The ‘soul’ implies something that is inside you and that can be corrupted or refined. It also implies that it is distinguished from intellect and emotion. Let’s look at this two statements in a technical light:
We know that there can be dissonance between the intellect and emotion. Your thought ‘tells you’ that you should not do something and your emotion indicates that you should do it. Then there is another part of yourself that can observe emotion and intellect from the outside (with practice). You can even practice observing the thing in you that observes emotion and intellect. This movement inwards can be conceptualised as you getting closer to your soul. I am not saying that something magic will happen but I can say from experience that something *useful* will happen.

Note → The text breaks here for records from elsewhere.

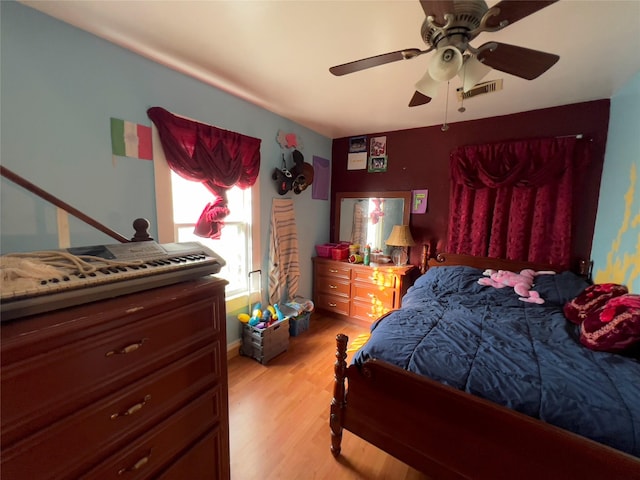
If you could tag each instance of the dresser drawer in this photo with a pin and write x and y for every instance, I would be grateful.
(368, 311)
(333, 286)
(60, 448)
(334, 270)
(332, 303)
(149, 454)
(39, 390)
(379, 277)
(373, 294)
(204, 461)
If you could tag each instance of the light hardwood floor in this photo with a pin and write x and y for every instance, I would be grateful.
(279, 415)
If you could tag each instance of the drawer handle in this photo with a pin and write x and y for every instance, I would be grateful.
(130, 411)
(128, 349)
(136, 466)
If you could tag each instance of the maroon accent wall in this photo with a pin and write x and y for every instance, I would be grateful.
(419, 159)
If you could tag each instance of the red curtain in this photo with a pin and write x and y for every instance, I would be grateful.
(514, 200)
(219, 159)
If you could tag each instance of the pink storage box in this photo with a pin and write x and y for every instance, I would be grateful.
(324, 250)
(341, 252)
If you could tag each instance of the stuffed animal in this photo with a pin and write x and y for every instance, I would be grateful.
(522, 282)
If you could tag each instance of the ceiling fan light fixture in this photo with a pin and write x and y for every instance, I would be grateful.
(427, 85)
(446, 64)
(472, 72)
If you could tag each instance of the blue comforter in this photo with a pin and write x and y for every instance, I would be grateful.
(525, 356)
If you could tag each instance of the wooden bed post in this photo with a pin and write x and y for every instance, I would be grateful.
(338, 401)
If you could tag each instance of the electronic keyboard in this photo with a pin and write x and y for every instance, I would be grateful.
(120, 269)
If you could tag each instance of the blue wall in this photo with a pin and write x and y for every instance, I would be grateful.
(60, 86)
(616, 241)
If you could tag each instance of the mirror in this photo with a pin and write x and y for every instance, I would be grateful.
(368, 217)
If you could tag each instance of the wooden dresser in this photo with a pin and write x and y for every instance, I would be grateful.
(359, 292)
(129, 387)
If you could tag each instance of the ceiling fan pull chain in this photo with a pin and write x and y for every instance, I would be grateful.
(445, 125)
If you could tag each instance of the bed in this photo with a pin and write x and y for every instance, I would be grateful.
(526, 401)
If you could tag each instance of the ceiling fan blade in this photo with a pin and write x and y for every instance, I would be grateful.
(514, 10)
(419, 99)
(437, 9)
(369, 62)
(519, 61)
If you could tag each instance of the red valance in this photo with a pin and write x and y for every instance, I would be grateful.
(514, 199)
(522, 163)
(219, 159)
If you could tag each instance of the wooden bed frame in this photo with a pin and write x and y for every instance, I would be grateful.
(449, 434)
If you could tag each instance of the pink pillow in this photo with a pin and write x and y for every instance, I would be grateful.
(614, 327)
(591, 299)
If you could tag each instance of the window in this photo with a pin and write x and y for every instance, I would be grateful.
(179, 203)
(235, 241)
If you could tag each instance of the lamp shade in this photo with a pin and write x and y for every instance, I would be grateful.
(472, 72)
(446, 64)
(428, 86)
(400, 237)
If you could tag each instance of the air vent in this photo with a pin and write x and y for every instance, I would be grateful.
(480, 89)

Then there is the vast topic of refining the soul. Although you do not think in these terms you are probably acting as if you believe in them as you are a product of a culture based on these kind of principles. The refining of the soul is the science (yes, science) that has produced concepts such as: honesty, generosity, service, love, patience, greed, deception, envy, virtue, vice, good, evil etc.
Do you find these concepts self evident? If yes you should think about the evolutionary process that allowed them to become self evident.
I am barely scratching the surface here. The literature here is vast and advanced. And our culture is in great need of understanding it instead of dismissing it as primitive.
When I said that I don’t believe in souls, I meant that I don’t believe in the existence of something supernatural that e.g. exists independently of a physical body or continues its existence after the death of the physical body. You seem to be talking about something entirely different when you use the word “soul”. I don’t dispute that your use of it can probably be a useful concept in many cases. (I would personally use different terminology for talking about the things that you’re talking about, but that’s a question of the kind of language one is used to, rather than a factual disagreement.)
Sure, that is why I explained that at the start.
But we are not saying the same thing *exactly*. There is a subtle conclusion that, if understood, might change your approach to studying these things. The study of the ‘soul’ can be seen as an *applied science* that has been attended to for thousands of years. In the east it is actually some times referred to as ‘the science of man’.
The reason I am repeating this point is that these studies are more advanced than Western psychology and neuroscience (though the disciplines are complimentary and it is essential for them to be combined). And yes, findings of these traditions have been evolved through and codified for transmission in myths, religion and mystical texts.
So, let’s take the material seriously (but not believing in them in a fundamentalist sense of course) and *study them* instead of labelling them as superstition.